The force production of the TA was assessed with the Competel300A Mouse Test System (Aurora Scientific). Mice were anesthetized through a triple shot mixture by intraperitoneal (IP) injection of domitor/fentanyl mix (2/0.28 mg/kg), diazepam (8 mg/kg), and domitor (0.28 mg/kg). The distal tendon was attached to the transducer while knees and feet were fixed. The sciatic nerve was stimulated by electric pulses with increasing frequency from 1 to 125 Hz to measure the maximal force, and the specific force (sPo) was calculated by dividing the maximal force by the muscle weight (in grams).
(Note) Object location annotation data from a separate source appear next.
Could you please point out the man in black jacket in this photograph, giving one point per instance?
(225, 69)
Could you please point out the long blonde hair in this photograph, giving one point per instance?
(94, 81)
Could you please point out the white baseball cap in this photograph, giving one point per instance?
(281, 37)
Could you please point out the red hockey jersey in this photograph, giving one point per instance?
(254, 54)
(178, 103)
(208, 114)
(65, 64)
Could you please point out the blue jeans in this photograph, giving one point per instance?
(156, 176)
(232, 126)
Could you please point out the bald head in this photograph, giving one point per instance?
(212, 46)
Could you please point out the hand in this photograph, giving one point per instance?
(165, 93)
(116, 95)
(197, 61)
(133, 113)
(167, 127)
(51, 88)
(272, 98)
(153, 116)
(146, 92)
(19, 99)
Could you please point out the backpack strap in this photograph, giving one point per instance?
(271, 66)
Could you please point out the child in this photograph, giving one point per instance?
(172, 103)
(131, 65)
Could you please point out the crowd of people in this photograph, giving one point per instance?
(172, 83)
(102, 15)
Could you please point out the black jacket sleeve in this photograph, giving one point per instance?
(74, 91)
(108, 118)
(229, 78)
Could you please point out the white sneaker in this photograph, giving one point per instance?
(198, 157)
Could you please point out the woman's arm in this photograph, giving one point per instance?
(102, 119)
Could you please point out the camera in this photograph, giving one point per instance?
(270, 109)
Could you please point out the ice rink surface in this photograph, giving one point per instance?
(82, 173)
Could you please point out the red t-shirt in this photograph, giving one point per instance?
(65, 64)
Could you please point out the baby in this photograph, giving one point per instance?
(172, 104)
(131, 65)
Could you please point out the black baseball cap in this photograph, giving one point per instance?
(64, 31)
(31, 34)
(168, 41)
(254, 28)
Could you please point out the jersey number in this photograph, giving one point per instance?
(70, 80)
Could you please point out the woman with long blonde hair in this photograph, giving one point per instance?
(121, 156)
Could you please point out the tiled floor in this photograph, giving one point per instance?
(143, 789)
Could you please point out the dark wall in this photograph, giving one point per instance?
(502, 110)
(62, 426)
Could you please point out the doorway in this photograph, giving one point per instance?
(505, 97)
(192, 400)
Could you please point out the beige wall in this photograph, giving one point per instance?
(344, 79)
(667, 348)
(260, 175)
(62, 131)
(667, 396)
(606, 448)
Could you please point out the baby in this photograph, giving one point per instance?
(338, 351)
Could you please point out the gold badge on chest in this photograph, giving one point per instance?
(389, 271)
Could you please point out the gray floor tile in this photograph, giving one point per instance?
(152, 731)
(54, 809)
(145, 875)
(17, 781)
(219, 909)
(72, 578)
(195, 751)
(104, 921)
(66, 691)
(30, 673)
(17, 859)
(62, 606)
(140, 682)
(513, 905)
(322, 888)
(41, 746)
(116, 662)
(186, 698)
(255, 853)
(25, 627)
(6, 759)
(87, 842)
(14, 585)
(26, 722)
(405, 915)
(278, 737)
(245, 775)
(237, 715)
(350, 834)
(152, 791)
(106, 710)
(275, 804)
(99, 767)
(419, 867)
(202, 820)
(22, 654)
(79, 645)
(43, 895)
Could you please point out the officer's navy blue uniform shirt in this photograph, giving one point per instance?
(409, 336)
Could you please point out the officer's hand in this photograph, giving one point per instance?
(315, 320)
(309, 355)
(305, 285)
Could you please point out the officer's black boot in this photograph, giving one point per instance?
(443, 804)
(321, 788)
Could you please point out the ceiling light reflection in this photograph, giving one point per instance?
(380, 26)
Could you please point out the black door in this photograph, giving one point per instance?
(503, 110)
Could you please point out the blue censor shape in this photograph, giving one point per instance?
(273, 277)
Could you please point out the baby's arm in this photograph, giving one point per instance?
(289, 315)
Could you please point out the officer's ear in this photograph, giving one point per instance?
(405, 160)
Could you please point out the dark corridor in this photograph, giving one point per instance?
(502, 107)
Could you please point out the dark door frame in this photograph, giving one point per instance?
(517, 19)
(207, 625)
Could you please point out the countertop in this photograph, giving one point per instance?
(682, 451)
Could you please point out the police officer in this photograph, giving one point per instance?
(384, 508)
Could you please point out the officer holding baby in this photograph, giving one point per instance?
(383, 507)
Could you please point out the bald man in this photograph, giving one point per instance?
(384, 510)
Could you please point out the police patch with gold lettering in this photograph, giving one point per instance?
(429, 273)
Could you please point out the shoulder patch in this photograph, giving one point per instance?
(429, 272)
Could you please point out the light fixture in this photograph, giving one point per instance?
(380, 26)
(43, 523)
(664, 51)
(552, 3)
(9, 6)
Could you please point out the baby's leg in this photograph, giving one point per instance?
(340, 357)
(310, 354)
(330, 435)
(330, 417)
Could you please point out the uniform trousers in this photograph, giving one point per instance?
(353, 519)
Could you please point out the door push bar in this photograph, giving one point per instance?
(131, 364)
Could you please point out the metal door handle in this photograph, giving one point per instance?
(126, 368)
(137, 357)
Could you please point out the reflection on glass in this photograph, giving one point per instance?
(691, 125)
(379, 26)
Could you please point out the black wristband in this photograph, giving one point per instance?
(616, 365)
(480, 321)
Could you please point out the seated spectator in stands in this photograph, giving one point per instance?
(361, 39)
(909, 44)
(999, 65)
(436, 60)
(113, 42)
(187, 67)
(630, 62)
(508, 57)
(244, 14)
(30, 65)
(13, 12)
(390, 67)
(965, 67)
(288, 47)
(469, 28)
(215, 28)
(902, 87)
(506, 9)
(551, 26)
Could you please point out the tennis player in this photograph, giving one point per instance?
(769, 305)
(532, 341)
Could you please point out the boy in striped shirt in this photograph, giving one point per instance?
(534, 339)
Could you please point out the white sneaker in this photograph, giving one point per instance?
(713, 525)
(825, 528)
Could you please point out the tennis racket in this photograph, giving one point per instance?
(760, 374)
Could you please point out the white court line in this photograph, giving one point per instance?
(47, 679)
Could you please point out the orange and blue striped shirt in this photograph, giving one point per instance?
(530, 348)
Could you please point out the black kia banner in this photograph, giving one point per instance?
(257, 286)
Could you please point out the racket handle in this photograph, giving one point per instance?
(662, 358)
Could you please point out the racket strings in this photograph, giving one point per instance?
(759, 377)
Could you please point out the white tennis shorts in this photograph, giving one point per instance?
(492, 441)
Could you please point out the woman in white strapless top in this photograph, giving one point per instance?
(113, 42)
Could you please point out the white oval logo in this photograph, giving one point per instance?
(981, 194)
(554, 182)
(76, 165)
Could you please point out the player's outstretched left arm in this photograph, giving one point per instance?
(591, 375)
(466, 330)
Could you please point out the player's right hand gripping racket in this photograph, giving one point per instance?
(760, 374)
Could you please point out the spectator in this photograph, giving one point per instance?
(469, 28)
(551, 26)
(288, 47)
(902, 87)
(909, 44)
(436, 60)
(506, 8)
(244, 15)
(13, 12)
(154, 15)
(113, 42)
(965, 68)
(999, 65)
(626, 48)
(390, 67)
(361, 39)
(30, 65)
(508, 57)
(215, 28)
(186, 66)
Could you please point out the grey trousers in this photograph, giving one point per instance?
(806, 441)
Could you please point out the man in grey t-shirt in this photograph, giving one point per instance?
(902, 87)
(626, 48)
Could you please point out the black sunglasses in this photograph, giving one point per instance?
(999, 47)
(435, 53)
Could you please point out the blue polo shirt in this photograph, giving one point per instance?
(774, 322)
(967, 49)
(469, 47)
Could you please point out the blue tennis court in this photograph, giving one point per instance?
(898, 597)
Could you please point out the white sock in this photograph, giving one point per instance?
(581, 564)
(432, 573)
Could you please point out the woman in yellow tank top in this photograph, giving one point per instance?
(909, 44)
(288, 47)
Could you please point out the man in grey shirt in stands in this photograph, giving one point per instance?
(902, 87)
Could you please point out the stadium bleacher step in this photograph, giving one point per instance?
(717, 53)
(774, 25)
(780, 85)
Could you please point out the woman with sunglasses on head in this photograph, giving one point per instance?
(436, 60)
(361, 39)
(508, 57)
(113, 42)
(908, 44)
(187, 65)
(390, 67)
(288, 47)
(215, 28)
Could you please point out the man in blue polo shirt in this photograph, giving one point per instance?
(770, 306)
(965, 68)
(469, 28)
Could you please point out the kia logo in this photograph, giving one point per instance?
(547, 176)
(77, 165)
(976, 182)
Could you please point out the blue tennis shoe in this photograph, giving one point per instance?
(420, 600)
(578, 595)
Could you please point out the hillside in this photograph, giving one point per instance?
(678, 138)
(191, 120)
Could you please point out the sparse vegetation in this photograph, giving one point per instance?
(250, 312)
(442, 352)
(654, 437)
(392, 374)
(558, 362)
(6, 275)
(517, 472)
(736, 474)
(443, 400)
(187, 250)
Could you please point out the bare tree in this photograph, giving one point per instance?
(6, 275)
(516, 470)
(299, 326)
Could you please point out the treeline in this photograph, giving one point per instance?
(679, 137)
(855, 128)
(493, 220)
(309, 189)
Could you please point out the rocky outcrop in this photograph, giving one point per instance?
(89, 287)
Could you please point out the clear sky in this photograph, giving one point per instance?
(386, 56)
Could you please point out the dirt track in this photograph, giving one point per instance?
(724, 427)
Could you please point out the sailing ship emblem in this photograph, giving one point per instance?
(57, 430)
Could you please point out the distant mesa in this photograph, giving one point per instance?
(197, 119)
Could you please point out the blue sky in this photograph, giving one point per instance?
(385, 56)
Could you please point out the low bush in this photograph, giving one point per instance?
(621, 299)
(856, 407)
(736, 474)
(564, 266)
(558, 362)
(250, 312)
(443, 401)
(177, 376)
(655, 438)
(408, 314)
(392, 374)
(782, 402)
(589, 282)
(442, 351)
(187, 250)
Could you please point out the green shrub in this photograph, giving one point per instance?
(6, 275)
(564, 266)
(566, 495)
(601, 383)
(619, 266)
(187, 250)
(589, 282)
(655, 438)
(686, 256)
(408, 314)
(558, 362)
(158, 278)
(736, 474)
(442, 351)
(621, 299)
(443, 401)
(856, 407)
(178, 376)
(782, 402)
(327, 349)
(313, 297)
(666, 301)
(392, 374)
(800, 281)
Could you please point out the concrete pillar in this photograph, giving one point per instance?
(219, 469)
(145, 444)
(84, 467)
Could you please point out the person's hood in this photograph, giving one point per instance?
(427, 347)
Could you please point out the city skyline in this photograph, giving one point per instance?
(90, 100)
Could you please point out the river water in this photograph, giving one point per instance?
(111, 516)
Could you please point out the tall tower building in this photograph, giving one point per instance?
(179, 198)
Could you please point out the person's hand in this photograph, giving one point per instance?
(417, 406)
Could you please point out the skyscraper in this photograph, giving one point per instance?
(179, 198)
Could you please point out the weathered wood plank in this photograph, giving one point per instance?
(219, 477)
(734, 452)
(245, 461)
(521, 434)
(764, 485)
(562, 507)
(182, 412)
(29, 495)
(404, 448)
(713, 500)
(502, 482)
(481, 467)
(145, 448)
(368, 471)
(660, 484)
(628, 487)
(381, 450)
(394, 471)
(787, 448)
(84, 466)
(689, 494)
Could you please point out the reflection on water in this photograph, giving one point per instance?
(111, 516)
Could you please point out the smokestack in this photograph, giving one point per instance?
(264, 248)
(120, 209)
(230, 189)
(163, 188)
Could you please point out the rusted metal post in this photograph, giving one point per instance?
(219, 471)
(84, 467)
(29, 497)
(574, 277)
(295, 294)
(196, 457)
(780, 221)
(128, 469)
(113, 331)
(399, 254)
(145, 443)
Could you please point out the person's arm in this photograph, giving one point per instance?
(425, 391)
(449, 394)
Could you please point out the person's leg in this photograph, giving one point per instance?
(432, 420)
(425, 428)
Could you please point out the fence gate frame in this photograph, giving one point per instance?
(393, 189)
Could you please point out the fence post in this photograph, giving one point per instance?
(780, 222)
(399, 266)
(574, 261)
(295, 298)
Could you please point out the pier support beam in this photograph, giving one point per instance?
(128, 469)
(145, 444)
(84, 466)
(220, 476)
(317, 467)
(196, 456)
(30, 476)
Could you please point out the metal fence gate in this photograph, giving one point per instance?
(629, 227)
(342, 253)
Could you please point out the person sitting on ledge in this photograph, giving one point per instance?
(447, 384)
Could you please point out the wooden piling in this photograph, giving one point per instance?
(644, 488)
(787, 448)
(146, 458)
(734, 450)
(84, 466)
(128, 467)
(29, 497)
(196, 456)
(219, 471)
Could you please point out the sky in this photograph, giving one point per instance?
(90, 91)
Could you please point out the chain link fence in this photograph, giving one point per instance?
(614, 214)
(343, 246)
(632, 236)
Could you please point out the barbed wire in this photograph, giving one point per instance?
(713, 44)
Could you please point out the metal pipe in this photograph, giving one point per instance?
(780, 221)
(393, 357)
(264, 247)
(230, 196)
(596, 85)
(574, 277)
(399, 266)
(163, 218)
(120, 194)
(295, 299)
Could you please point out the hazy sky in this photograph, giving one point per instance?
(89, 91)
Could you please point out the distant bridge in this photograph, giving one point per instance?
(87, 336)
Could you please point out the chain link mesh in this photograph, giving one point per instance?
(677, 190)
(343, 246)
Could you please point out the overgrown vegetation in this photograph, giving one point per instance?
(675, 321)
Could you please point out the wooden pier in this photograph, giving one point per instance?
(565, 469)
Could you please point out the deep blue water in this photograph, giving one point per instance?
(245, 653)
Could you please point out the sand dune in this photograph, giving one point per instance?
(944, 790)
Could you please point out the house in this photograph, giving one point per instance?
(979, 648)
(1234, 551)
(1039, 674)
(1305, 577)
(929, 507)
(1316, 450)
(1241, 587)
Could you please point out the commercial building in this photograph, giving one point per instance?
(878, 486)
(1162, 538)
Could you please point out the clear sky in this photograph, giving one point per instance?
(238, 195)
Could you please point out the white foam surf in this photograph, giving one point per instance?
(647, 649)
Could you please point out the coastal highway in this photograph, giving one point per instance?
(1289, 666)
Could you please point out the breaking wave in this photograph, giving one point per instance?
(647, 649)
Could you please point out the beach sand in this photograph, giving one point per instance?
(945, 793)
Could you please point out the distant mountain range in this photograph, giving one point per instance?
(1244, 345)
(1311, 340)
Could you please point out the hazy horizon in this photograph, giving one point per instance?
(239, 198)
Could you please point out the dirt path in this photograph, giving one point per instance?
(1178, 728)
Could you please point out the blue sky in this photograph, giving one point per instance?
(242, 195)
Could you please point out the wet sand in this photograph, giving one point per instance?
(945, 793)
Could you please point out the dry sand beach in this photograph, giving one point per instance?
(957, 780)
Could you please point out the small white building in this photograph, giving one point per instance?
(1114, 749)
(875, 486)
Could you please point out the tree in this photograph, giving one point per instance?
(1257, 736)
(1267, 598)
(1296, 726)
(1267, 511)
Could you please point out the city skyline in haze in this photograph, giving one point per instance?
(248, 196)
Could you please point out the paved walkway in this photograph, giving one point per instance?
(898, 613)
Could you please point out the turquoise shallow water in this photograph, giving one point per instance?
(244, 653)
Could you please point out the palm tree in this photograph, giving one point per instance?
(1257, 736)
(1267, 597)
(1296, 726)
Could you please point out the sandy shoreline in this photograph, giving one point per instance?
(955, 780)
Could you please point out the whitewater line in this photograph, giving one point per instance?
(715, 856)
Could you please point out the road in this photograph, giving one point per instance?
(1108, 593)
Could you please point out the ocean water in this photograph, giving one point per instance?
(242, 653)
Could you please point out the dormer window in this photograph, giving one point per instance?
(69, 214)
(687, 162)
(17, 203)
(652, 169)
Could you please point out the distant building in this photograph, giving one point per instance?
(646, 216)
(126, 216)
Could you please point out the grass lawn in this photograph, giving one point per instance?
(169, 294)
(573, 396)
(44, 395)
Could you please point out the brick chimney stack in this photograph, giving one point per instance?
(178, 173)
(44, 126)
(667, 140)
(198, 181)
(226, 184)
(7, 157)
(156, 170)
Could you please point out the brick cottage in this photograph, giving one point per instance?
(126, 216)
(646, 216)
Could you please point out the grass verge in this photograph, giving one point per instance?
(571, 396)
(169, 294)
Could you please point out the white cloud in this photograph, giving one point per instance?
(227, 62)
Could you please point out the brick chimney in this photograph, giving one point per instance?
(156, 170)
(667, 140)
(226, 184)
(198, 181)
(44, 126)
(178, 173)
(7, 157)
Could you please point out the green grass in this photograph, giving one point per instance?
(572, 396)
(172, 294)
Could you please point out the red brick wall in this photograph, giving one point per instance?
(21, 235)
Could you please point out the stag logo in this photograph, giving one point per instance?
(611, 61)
Protein Extraction and Western Blot.

TA muscle was lysed in radioimmunoprecipitation assay (RIPA) buffer with 1 mM dimethyl sulfoxide, 1 mM phenylmethylsulfonyl fluoride, and mini ethylenediaminetetraacetic acid (EDTA)-free protease inhibitor mixture tablets (Roche Diagnostics) on ice. After having measured the protein concentration, the lysate was diluted and loading buffer (50 mM Tris⋅HCl, 2% SDS and 10% glycerol) was added. Samples were separated using 10% SDS-PAGE. After transfer to nitrocellulose membrane, the membrane was saturated using 5% milk for 1 h and incubated with primary antibody anti-BIN1 (1:1,000, 2406, rabbit IGBMC) overnight. Membranes were then incubated with secondary antibody against rabbit immunoglobulin G conjugated with horseradish peroxidase for 1 h at room temperature (1:10000, Jackson ImmunoResearch Laboratories, 111-036-045). Membranes were incubated with a chemiluminescence kit (Pierce) and the signal was visualized in an Amersham Imager 600 detector (GE Healthcare Life Science).

Statistical Analysis.

All the data are expressed as mean ± SEM. GraphPad Prism software was used to make all the graphs. Statistical tests were performed using GraphPad Prism software. Student’s t test was used to compare two groups when they followed a normal distribution. To compare more than two groups which followed a normal distribution, one-way ANOVA and Tukey’s post hoc test were used. If the groups did not follow a normal distribution, no-parametric Kruskal–Wallis test and Dunn’s post hoc test were applied. P value smaller than 0.05 was considered significant. The number of mice used for each experiment is indicated in the figure legends.